Teleology, Animal Behaviour & Neovitalism
This article was first published in the IM776 magazine and can be found here.
A spectre has long haunted the field of biology, the spectre of vitalism. In our nominally rational age we are used to describing life as an epiphenomena, one which can be best explained in the language of the machine. Parts, components, software, circuits – these metaphors are a surface deep attempt to ensure biology remains wedded to the Cartesian principles that life, and everything else, can be reduced to its fundamental constituent elements. But this view, more scientism than scientific, has long been contested historically and creaks under the mounting weight of recent evidence. What remains, lurking in the background, is a philosophy of life that seeks to understand the forces, the drives, the will which organises and directs organic matter towards an end. This irreducible, teleological conception of biology can be called vitalism, and I shall attempt to outline the main problems and principles in this brief overview.
The Problem of Biology
Aristotle knows through various observations that the embryonic parts are not all simultaneously present, but come successively into being; and thus, to use a modern term, we may call his theory “epigenetic”. How then do these parts come into being: does the one form the other or do they simply arise one after the other?
The History & Theory of Vitalism, Hans Driesch, 1914.

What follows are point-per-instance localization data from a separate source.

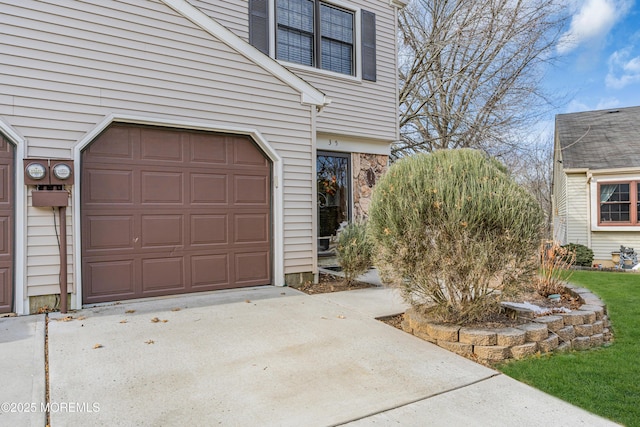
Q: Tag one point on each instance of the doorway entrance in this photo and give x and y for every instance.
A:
(334, 197)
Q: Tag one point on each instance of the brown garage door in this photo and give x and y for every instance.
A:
(168, 211)
(6, 225)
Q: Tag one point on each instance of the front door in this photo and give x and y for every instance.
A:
(334, 195)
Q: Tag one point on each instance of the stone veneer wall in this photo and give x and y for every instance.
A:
(580, 329)
(361, 189)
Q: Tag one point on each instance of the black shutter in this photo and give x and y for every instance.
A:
(368, 45)
(259, 25)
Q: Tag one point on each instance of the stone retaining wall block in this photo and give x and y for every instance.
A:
(573, 318)
(550, 344)
(566, 334)
(598, 327)
(443, 332)
(510, 337)
(492, 353)
(524, 350)
(597, 340)
(581, 343)
(553, 322)
(584, 330)
(477, 336)
(465, 350)
(588, 316)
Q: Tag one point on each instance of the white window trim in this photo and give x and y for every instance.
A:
(595, 203)
(357, 42)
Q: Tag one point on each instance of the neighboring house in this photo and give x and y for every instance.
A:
(596, 181)
(207, 140)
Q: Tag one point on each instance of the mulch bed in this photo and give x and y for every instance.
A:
(329, 283)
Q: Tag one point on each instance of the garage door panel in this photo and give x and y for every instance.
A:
(162, 230)
(109, 280)
(251, 228)
(209, 230)
(4, 184)
(109, 232)
(161, 145)
(208, 149)
(251, 190)
(209, 188)
(252, 268)
(163, 274)
(161, 187)
(5, 233)
(5, 289)
(197, 219)
(209, 270)
(108, 186)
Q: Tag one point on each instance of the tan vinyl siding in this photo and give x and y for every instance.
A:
(358, 108)
(69, 64)
(559, 198)
(362, 108)
(577, 209)
(231, 14)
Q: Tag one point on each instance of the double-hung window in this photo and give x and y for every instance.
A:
(316, 34)
(619, 203)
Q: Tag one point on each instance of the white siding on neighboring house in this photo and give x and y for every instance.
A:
(577, 209)
(67, 65)
(605, 242)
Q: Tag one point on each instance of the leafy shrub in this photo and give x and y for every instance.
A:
(583, 255)
(454, 229)
(354, 250)
(555, 263)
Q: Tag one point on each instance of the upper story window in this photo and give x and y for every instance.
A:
(618, 203)
(316, 33)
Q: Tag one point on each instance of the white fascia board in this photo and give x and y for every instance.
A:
(347, 144)
(309, 94)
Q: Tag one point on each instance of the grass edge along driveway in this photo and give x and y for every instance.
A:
(605, 381)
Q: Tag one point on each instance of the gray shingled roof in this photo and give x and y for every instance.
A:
(603, 139)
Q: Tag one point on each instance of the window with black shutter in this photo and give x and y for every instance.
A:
(315, 33)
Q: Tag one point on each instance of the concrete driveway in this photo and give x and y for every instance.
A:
(266, 356)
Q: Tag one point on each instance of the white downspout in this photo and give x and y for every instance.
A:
(589, 176)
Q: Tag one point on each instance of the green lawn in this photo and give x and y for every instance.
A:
(604, 381)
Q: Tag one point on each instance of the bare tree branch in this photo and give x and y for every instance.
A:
(471, 71)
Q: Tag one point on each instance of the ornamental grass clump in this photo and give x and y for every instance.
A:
(555, 268)
(456, 232)
(354, 251)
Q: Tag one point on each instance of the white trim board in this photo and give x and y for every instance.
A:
(20, 298)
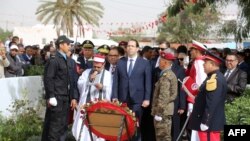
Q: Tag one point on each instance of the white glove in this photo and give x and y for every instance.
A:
(158, 118)
(190, 108)
(203, 127)
(53, 101)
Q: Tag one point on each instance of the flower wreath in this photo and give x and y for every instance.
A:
(112, 108)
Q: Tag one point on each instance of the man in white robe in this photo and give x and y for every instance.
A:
(95, 83)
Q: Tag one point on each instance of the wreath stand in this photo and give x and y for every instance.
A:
(109, 124)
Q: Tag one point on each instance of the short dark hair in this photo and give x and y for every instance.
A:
(120, 51)
(137, 43)
(146, 49)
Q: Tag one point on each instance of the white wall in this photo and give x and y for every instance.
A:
(14, 88)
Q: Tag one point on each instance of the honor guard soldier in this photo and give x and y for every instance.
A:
(103, 49)
(208, 116)
(165, 92)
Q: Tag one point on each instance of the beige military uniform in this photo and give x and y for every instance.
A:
(163, 104)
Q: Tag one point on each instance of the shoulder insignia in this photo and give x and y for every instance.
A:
(211, 84)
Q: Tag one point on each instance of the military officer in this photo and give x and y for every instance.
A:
(103, 49)
(208, 116)
(165, 93)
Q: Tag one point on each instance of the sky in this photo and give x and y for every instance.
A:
(22, 12)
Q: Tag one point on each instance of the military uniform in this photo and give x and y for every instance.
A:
(163, 104)
(209, 107)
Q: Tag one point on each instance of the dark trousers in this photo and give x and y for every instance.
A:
(137, 108)
(147, 125)
(56, 120)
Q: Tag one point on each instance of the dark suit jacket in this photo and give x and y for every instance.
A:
(236, 84)
(209, 106)
(137, 87)
(84, 64)
(74, 93)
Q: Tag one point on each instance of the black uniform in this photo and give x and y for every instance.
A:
(57, 84)
(209, 105)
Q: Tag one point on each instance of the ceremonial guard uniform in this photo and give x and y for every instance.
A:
(163, 102)
(208, 116)
(89, 92)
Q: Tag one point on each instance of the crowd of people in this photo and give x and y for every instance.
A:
(164, 86)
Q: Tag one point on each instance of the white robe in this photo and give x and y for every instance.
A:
(83, 86)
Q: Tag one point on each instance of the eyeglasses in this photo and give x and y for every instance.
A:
(230, 60)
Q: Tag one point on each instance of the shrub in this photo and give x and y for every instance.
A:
(22, 124)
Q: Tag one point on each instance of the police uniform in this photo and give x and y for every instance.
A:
(57, 88)
(83, 62)
(208, 116)
(165, 93)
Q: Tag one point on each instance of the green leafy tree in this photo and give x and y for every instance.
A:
(186, 25)
(65, 13)
(4, 34)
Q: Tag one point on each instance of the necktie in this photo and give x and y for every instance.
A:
(227, 74)
(130, 67)
(113, 69)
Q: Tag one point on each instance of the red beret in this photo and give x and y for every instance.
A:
(198, 46)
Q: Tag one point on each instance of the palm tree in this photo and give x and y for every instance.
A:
(65, 13)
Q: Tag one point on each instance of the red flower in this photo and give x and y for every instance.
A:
(124, 105)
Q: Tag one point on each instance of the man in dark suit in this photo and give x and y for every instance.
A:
(208, 115)
(132, 81)
(236, 78)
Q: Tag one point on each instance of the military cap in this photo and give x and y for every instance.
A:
(213, 57)
(103, 49)
(88, 44)
(199, 46)
(167, 56)
(63, 39)
(99, 58)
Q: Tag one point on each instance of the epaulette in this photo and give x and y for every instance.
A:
(211, 84)
(166, 74)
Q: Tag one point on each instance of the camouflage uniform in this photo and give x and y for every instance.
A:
(163, 104)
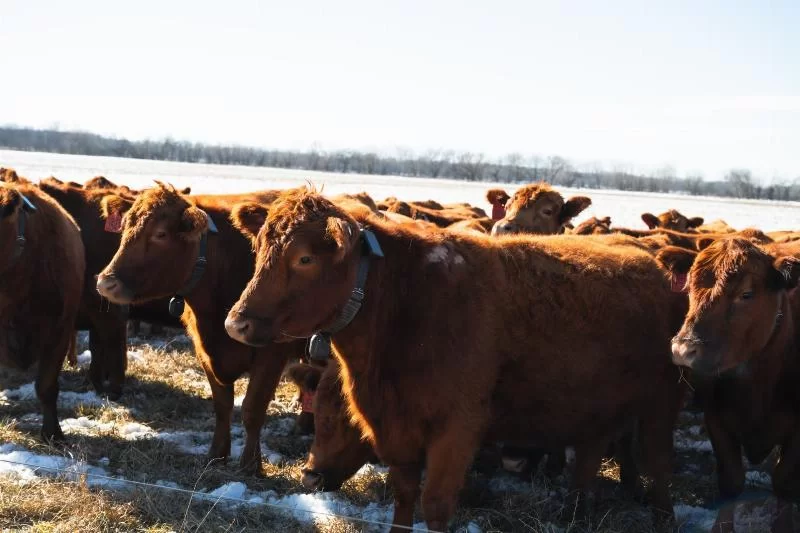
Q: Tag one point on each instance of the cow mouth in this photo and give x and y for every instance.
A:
(114, 290)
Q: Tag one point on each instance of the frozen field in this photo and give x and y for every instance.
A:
(158, 433)
(625, 208)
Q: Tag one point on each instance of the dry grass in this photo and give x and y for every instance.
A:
(168, 392)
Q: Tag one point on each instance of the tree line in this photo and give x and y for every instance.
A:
(514, 168)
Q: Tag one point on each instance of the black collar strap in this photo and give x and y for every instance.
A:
(25, 208)
(320, 346)
(176, 303)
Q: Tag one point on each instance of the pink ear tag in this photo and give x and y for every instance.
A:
(114, 222)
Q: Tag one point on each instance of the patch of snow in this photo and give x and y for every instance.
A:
(88, 426)
(692, 519)
(757, 477)
(84, 359)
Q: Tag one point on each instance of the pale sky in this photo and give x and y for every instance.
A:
(701, 86)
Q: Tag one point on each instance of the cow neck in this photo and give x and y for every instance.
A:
(20, 241)
(319, 347)
(177, 302)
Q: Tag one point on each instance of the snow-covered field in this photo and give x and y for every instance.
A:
(165, 418)
(625, 208)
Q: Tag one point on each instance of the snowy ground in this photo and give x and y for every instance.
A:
(624, 208)
(162, 427)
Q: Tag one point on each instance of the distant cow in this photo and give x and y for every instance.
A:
(106, 322)
(593, 226)
(41, 275)
(539, 208)
(186, 246)
(741, 331)
(426, 306)
(497, 198)
(673, 220)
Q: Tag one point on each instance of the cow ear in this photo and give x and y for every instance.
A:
(344, 234)
(573, 207)
(304, 375)
(113, 204)
(194, 222)
(675, 260)
(651, 220)
(248, 218)
(789, 269)
(695, 222)
(9, 201)
(704, 242)
(497, 196)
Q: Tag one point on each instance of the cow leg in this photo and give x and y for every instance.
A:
(222, 396)
(588, 456)
(405, 483)
(786, 483)
(260, 391)
(448, 458)
(51, 358)
(728, 453)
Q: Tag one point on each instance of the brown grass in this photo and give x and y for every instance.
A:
(167, 391)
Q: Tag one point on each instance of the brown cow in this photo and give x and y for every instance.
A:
(106, 322)
(593, 226)
(497, 198)
(673, 220)
(539, 208)
(41, 275)
(162, 242)
(742, 329)
(429, 308)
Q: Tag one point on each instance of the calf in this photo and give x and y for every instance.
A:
(106, 322)
(511, 376)
(41, 275)
(187, 247)
(539, 208)
(742, 330)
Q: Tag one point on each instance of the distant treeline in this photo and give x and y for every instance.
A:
(432, 164)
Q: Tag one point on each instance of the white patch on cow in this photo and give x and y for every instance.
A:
(438, 254)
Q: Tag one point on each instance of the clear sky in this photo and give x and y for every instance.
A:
(701, 86)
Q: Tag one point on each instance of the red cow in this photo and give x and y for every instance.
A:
(41, 275)
(404, 308)
(186, 246)
(742, 330)
(539, 208)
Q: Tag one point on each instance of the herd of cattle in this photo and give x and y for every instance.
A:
(599, 336)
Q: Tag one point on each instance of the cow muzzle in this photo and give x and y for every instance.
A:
(246, 330)
(111, 288)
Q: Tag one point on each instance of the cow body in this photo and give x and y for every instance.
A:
(105, 321)
(511, 375)
(741, 331)
(143, 270)
(40, 289)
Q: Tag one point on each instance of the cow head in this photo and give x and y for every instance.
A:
(306, 262)
(593, 226)
(338, 450)
(161, 231)
(672, 220)
(539, 209)
(737, 297)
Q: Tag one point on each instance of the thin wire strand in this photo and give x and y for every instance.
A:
(208, 497)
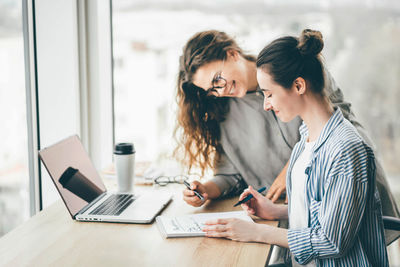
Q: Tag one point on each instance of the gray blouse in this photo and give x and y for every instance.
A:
(257, 145)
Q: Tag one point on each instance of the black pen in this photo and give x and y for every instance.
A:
(195, 192)
(249, 197)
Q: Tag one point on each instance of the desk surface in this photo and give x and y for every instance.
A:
(52, 238)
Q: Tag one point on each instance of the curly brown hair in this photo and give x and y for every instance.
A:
(199, 116)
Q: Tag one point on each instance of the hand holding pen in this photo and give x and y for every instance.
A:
(195, 194)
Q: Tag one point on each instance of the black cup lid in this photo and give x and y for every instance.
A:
(124, 149)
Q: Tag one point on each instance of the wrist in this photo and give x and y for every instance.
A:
(263, 233)
(279, 212)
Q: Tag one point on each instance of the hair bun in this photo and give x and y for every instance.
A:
(310, 43)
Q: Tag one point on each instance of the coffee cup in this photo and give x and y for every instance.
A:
(124, 159)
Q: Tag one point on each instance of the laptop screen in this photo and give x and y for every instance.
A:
(73, 173)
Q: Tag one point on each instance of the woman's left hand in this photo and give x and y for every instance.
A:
(235, 229)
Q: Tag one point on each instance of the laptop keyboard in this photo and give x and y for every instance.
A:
(114, 205)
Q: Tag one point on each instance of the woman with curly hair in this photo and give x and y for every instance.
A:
(223, 125)
(334, 211)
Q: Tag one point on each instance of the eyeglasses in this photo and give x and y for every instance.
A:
(218, 83)
(177, 179)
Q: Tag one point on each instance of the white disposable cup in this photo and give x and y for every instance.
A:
(124, 159)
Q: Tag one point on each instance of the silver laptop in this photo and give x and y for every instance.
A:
(84, 193)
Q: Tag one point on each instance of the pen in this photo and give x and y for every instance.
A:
(195, 192)
(249, 196)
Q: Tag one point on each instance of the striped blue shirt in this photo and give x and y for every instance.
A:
(344, 217)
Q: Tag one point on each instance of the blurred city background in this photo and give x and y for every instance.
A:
(362, 42)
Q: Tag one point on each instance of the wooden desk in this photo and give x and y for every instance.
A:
(52, 238)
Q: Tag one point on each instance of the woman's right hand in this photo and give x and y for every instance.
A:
(258, 205)
(191, 198)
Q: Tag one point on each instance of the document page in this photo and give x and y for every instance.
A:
(191, 225)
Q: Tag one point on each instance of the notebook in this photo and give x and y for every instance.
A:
(191, 225)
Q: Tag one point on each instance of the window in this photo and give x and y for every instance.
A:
(14, 173)
(148, 38)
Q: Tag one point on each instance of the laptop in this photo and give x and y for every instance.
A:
(84, 193)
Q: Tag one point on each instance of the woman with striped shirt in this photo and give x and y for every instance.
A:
(334, 210)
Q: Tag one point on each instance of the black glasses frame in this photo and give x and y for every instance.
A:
(164, 180)
(216, 84)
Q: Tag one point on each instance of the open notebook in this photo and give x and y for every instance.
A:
(192, 224)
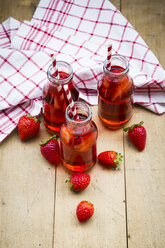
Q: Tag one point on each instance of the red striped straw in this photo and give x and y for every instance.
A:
(70, 100)
(109, 54)
(56, 74)
(54, 63)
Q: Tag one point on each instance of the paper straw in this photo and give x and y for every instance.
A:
(56, 74)
(54, 63)
(109, 54)
(70, 100)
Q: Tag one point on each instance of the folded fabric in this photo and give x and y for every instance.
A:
(76, 32)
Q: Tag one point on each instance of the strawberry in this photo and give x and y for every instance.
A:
(50, 150)
(78, 181)
(28, 126)
(137, 134)
(110, 158)
(85, 210)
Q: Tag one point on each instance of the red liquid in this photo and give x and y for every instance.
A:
(78, 146)
(115, 105)
(54, 107)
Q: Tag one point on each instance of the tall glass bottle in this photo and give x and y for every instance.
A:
(54, 98)
(115, 93)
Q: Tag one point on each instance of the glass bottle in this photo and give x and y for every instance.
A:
(78, 139)
(115, 93)
(54, 98)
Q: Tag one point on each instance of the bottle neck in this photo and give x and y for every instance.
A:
(84, 114)
(119, 66)
(65, 73)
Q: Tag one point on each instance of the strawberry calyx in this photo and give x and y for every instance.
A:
(44, 142)
(33, 117)
(134, 125)
(70, 184)
(118, 159)
(86, 202)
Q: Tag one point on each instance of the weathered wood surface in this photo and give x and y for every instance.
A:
(36, 207)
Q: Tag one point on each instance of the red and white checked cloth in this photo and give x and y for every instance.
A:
(75, 31)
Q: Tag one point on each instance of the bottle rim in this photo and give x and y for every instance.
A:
(117, 74)
(56, 79)
(81, 107)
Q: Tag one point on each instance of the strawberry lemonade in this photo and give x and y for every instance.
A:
(78, 139)
(115, 94)
(54, 98)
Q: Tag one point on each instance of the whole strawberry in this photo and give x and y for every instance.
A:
(110, 158)
(137, 134)
(28, 127)
(50, 150)
(85, 210)
(78, 181)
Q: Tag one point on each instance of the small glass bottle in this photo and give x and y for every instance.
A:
(78, 139)
(115, 93)
(54, 98)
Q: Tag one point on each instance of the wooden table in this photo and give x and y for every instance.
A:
(38, 210)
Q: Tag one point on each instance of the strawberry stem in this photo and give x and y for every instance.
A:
(134, 125)
(118, 159)
(44, 142)
(33, 117)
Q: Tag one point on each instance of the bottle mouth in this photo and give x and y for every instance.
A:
(117, 60)
(62, 67)
(82, 108)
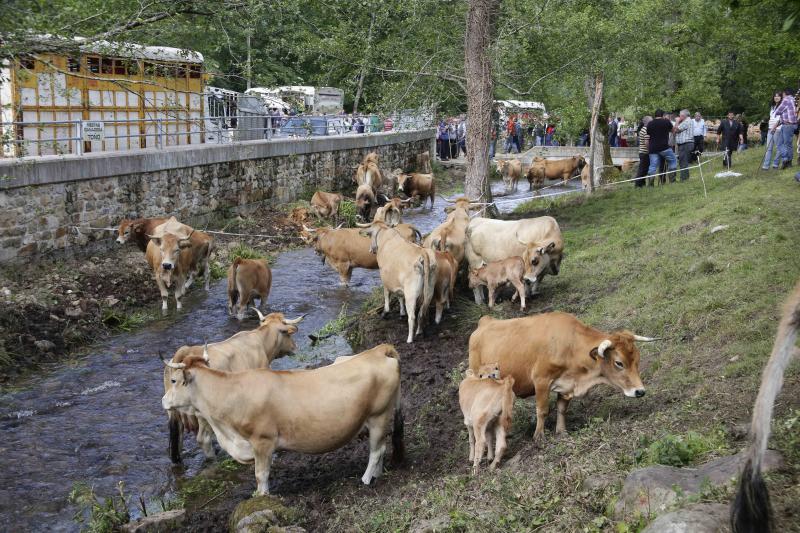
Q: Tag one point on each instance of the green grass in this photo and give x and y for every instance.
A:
(643, 260)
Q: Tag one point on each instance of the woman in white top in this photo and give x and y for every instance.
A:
(773, 134)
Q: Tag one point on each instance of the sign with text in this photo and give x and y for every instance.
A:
(93, 130)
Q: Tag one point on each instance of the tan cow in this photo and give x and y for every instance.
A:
(407, 271)
(424, 162)
(137, 230)
(509, 271)
(563, 169)
(451, 235)
(511, 171)
(176, 253)
(258, 412)
(248, 279)
(493, 240)
(446, 270)
(488, 407)
(256, 348)
(556, 352)
(418, 185)
(369, 173)
(326, 204)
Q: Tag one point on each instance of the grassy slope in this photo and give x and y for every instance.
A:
(646, 261)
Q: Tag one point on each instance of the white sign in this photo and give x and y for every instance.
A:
(93, 130)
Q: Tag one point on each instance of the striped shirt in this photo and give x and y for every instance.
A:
(644, 138)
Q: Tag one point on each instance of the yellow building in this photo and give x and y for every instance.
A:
(145, 97)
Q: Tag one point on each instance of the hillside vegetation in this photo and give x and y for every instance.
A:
(645, 260)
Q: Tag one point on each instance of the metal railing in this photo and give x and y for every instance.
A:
(60, 137)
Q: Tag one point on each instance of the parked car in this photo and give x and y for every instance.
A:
(311, 126)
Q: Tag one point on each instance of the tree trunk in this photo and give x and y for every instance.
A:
(478, 71)
(599, 152)
(363, 73)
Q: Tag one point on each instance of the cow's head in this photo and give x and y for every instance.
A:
(179, 380)
(619, 361)
(537, 260)
(281, 331)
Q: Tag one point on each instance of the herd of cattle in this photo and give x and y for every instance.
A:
(227, 390)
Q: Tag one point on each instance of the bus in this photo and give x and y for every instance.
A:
(146, 96)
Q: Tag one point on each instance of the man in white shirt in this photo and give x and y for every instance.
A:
(699, 133)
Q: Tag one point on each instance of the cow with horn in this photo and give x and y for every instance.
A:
(246, 350)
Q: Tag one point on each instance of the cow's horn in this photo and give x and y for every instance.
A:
(605, 345)
(295, 320)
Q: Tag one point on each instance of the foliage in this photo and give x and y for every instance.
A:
(99, 515)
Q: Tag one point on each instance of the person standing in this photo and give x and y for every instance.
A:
(684, 140)
(644, 156)
(659, 149)
(788, 114)
(773, 134)
(699, 131)
(729, 136)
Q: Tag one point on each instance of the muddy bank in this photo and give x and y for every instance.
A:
(53, 307)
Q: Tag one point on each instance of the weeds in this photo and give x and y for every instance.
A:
(96, 514)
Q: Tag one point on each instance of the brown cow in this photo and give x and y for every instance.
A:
(562, 169)
(422, 185)
(556, 352)
(498, 273)
(138, 230)
(511, 171)
(248, 279)
(326, 204)
(258, 412)
(176, 253)
(446, 270)
(488, 406)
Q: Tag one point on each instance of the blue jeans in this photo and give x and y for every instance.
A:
(772, 146)
(655, 162)
(786, 133)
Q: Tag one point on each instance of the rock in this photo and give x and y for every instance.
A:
(700, 518)
(654, 489)
(263, 513)
(44, 346)
(431, 525)
(156, 523)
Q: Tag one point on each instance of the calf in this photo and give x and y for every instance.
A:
(498, 273)
(446, 270)
(326, 204)
(138, 231)
(488, 406)
(248, 279)
(418, 185)
(511, 171)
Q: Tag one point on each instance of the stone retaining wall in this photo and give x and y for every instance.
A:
(42, 199)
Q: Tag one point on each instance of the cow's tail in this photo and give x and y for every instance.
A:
(175, 434)
(751, 510)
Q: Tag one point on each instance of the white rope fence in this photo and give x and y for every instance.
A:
(573, 191)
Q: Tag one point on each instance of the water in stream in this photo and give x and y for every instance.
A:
(99, 419)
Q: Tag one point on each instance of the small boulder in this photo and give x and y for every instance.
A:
(156, 523)
(700, 518)
(262, 513)
(654, 489)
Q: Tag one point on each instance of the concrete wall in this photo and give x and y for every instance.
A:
(41, 199)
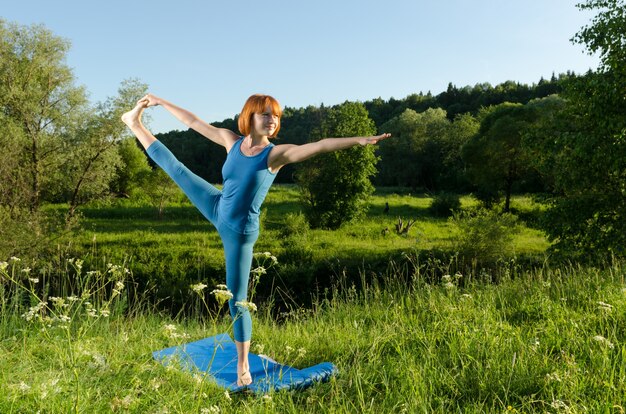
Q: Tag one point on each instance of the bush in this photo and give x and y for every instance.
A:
(445, 204)
(484, 235)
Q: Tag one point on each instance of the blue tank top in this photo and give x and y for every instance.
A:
(246, 183)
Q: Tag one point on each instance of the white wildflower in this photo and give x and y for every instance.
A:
(34, 310)
(198, 287)
(259, 271)
(222, 295)
(64, 319)
(246, 305)
(172, 333)
(98, 361)
(603, 341)
(58, 302)
(553, 377)
(559, 405)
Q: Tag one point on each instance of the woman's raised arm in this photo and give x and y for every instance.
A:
(221, 136)
(285, 154)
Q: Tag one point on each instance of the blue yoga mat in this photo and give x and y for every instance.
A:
(217, 355)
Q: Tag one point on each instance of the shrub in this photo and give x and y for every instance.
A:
(445, 204)
(484, 235)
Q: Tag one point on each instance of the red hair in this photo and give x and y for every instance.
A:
(257, 104)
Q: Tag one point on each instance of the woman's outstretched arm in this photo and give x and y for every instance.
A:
(222, 136)
(285, 154)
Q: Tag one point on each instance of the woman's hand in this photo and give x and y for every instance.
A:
(150, 100)
(374, 140)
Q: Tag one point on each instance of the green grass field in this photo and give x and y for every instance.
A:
(550, 338)
(547, 341)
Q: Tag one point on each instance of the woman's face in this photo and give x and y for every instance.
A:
(265, 123)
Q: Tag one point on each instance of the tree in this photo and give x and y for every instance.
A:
(588, 216)
(133, 169)
(39, 108)
(336, 186)
(495, 157)
(93, 164)
(425, 151)
(61, 148)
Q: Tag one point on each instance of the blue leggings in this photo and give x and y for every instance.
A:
(237, 247)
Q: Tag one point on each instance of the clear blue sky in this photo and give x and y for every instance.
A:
(209, 56)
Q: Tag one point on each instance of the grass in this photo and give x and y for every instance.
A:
(550, 340)
(182, 247)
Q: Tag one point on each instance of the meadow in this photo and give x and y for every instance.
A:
(416, 335)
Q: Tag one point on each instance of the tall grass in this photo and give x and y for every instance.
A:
(548, 340)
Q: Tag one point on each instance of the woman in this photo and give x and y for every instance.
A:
(251, 165)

The ancient problem of biology is how to explain the difference between animate and inanimate matter? Whilst a simple explanation posits that life is simply stuff which is organised and directed by an external spirit or divine will, observation shows that living organisms ‘unfold’ or develop, from acorn to tree, with some kind of invisible will or direction. Something internal and indivisible. The Presocratic search for the ‘arche’, the underlying principle or substance, led to Thales and Anaximander positing water or fire as the governing element. Onto this Aristotle stamped his theory of hylomorphism – that living beings are composed of both matter and form. To illustrate, a human body after many decades contains none of the same molecules from its infancy, the body is constantly replacing itself. Yet it remains identifiably the same person. The form, the organising directive of the body, stays the same. Aristotle labels this the soul, that force which binds matter and points it towards an end.